March 2, 2011

Stanton A. Glantz, PhD

The King's Speech re-rated "PG-13 for language"

Today's MPAA ratings bulletin announces that Weinstein's The King's Speech has been re-rated from "R" to "PG-13 for language." The bulletin notes: "Edited version. Content is different from 'R' rated version...9/15/10."

Re-rating may get Weinstein a sales boost on the DVD release, but an MPAA waiver also allows the re-rated film to be released to theaters to reap post-Oscars® publicity. News:

"We thank the MPAA for their speedy and sensitive consideration of the alternative version of The King's Speech," said [Weinstein] COO David Glasser. "We are thrilled that they have assigned this version a PG-13 rating and are very grateful for the waiver of the 90-day withdrawal period.

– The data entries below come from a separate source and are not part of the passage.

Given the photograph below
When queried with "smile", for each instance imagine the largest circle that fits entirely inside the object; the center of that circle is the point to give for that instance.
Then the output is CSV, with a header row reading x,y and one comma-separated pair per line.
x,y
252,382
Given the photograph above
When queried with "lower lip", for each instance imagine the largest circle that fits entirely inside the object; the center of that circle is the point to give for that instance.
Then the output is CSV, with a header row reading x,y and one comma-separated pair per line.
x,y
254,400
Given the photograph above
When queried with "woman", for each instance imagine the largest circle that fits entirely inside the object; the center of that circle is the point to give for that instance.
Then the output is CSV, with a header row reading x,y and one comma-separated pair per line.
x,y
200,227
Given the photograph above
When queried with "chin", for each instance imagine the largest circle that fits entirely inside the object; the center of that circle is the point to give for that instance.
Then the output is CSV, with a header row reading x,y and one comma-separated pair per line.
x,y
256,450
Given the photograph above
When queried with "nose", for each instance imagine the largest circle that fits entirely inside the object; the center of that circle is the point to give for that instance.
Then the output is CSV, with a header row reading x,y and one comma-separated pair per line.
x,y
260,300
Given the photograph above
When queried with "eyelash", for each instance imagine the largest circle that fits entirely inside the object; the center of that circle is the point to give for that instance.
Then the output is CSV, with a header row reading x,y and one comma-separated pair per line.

At this time, [Weinstein] and the filmmakers are discussing the appropriate next steps." 

There's no indication that the edits affect depictions of smoking in The King's Speech. These would be excepted from the widely-backed "R" for smoking because the film portrays the smoking of actual historical characters who actually smoked. The future George VI ultimately contracted lung cancer. (See 2/2/11 SFM ad in trade publications)

But notice that Weinstein thought it was so important to win a PG-13 rating, for marketing purposes, that it voluntarily edited the film, by deleting several f-words, the difference between an "R" and "PG-13." 

The R-rating for smoking, if the MPAA treated it as categorically as it does language, would create a similar incentive to keep smoking out of non-biographical, youth-rated films in the first place.


News stories persistently say that the MPAA already takes smoking into ratings consideration. Reporters write it because the MPAA claims it (or they see an old story and pick it up without checking). In your work with the media, anticipate this error of fact and correct it. Here's how:

• What about those "smoking" labels?

Neither True Grit nor The King's Speech (in its new PG-13 rating) are labeled "smoking" in the fine-print of their PG-13 ratings. Both feature 50+ tobacco incidents and together have delivered 2.5 billion tobacco impressions to domestic theater audiences, so far.

In 2010, the MPAA added smoking labels to onlytwo out of the two dozen top-grossing PG-13 films with smoking: Remember Me and The A Team. Together, these two films delivered 415 million tobacco impressions.

In 2007, the MPAA invited Harvard School of Public Health to recommend what the film industry should do about movie smoking. HSPH dean Barry Bloom warned that merely labeling smoking with a descriptor, rather than eliminating it, would be "cynical." Weeks later, the MPAA announced that smoking might be labeled and might affect a film's rating, but committed to neither action. 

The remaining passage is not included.